Il y a des gruries royales, & d’autres seigneuriales.

On appelle aussi grurie par rapport au roi, un droit qui se perçoit en quelques endroits à son profit sur les bois d’autrui lors de la vente des coupes, à cause de la justice qu’il fait exercer sur ces bois.

Ailleurs ce droit est nommé grairie, segrairie, ou segreage, tiers & danger, gruage ; tous ces différens noms sont synonymes, excepté que la quotité des droits qu’ils désignent, n’est pas communément la même ; le nom & la quotité du droit dépendent de l’usage des lieux.

Quelques-uns tirent l’étymologie de grurie & de gruyer, à gruibus, à cause que ces animaux veillent la nuit, soutenant une pierre en l’air avec leur pié. D’autres font venir grurie du mot grec δρῦς, qui signifie chêne & même tout autre arbre. Mais Pithou, sur l’article 181. de la coûtume de Troyes, dit que grurie vient de gru, qui signifioit autrefois toute sorte de fruits tant des forêts qu’autres. En effet le droit de grurie dans son origine ne se levoit pas seulement sur les bois, il se levoit aussi sur les terres labourables ; comme il paroît par une charte de l’an 1204, rapportée par Duchesne en ses preuves de la maison de Montmorency, où il est parlé d’un accord fait super griaria tam in nemore quam in plano. Ragueau en son glossaire dit qu’il y a la grurie de charbon, dont on fait bail à Paris au profit du roi. Ducange tient que grurie vient de l’allemand gruen ou groen, qui signifie viridis, d’où on a fait viridarius ; & en effet les gruyers sont aussi appellés verdiers en plusieurs endroits.

La grurie prise pour jurisdiction sur les eaux & forêts, est un attribut naturel de la haute-justice. Avant que l’on eût introduit les inféodations, les seigneurs qui avoient des hautes-justices, soit à cause de leurs aleux, ou à cause de leurs bénéfices civils, avoient droit de grurie. Ce ne fut que depuis l’usage des inféodations que la grurie fut démembrée de plusieurs hautes-justices, pour en former un fief séparé ; ce qui arriva dans les xj. & xij. siecle, où l’on donnoit en fief toutes sortes de choses, ainsi que le remarque M. Brussel, usage des fiefs.
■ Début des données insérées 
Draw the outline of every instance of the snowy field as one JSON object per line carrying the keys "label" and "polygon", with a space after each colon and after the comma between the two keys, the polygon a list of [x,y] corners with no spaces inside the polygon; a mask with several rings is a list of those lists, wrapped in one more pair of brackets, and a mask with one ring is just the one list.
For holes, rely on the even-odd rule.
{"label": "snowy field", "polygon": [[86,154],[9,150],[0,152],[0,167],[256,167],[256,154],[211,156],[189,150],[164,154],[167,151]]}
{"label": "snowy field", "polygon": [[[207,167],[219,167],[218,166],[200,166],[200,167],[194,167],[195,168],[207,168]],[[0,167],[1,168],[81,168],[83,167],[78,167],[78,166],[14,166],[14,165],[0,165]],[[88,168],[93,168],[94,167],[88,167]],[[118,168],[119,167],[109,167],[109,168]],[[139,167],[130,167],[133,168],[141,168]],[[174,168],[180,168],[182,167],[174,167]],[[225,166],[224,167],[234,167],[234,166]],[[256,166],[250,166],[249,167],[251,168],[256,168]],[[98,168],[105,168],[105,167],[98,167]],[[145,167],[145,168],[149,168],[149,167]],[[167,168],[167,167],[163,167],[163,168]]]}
En Champagne la grurie étoit encore séparée de la haute-justice en l’an 1317 ; comme il paroît par une contestation rapportée dans les registres olim, laquelle se mut entre le gruyer de Champagne & le procureur dû comte palatin de Champagne & de Brie. Le gruyer prétendoit avoir droit de chasse dans la garenne, dans les bois & dans tout le territoire du village appellé la Chapelle, de nuit, de jour, à cor & à cri, tant par lui-même que par ses gens ; d’y prendre des bêtes de toute espece, de punir les délinquans, d’en exiger des amendes quand le cas y échéoit. La contestation fut décidée en sa faveur après une enquête.

La grurie de la forêt de la Cuisse est encore un fief héréditaire dans la personne du seigneur du Haroy. Ses titres lui donnent la qualité de gruyer hérédital, & à son fief celle de fief de la grurie en ladite forêt. Les prérogatives de ce fief sont entre autres de mener le roi quand il chasse dans cette forêt ; de pouvoir chasser lui-même dans tous les endroits de la forêt, son valet après lui portant une trousse de la gutte avec trois levriers & trois petits chiens, & un vautour sur le poing ; d’y prendre toutes sortes de bêtes à pié rond ; & en cas qu’il en prenne à pié fourché, il en est quitte en avertissant le garde de la forêt : plus le pouvoir de sargenter, allant par ladite forêt à cheval ou à pié ; de prendre 60 sous & un denier sur les chevaux ; en cas de confiscation de charrette & chariots, de pouvoir mener un sergent en sa place ; d’avoir droit de panage & d’herbage ; de prendre la fille ou filles du chesne, tant pour adoire que pour édifier, faire cuves, tonneaux, &c. & ce au haut du genou, à la serpe & à la coignée ; comme aussi d’ébrancher les chênes jusqu’à la premiere fourche. Voyez le droit public de M. Bouquet, tom. I. p. 331.

Miraumont cite une vieille loi de Louis & de Clotaire, en laquelle il est parlé du droit de grurie, jus gruariæ, & où il est dit que l’on institua des gruyers, verdiers, gardes des eaux & forêts : & ne fraus fieret canoni, instituti præfecti, gruarii, viridarii, custodes silvarii, aliique quibus silvarum procuratio demandata ; mais dans les justices des seigneurs, lorsque la grurie n’en avoit point été démembrée, ou qu’elle y avoit été réunie, elle en faisoit toûjours partie. Voyez M. Bouquet, pag. 331.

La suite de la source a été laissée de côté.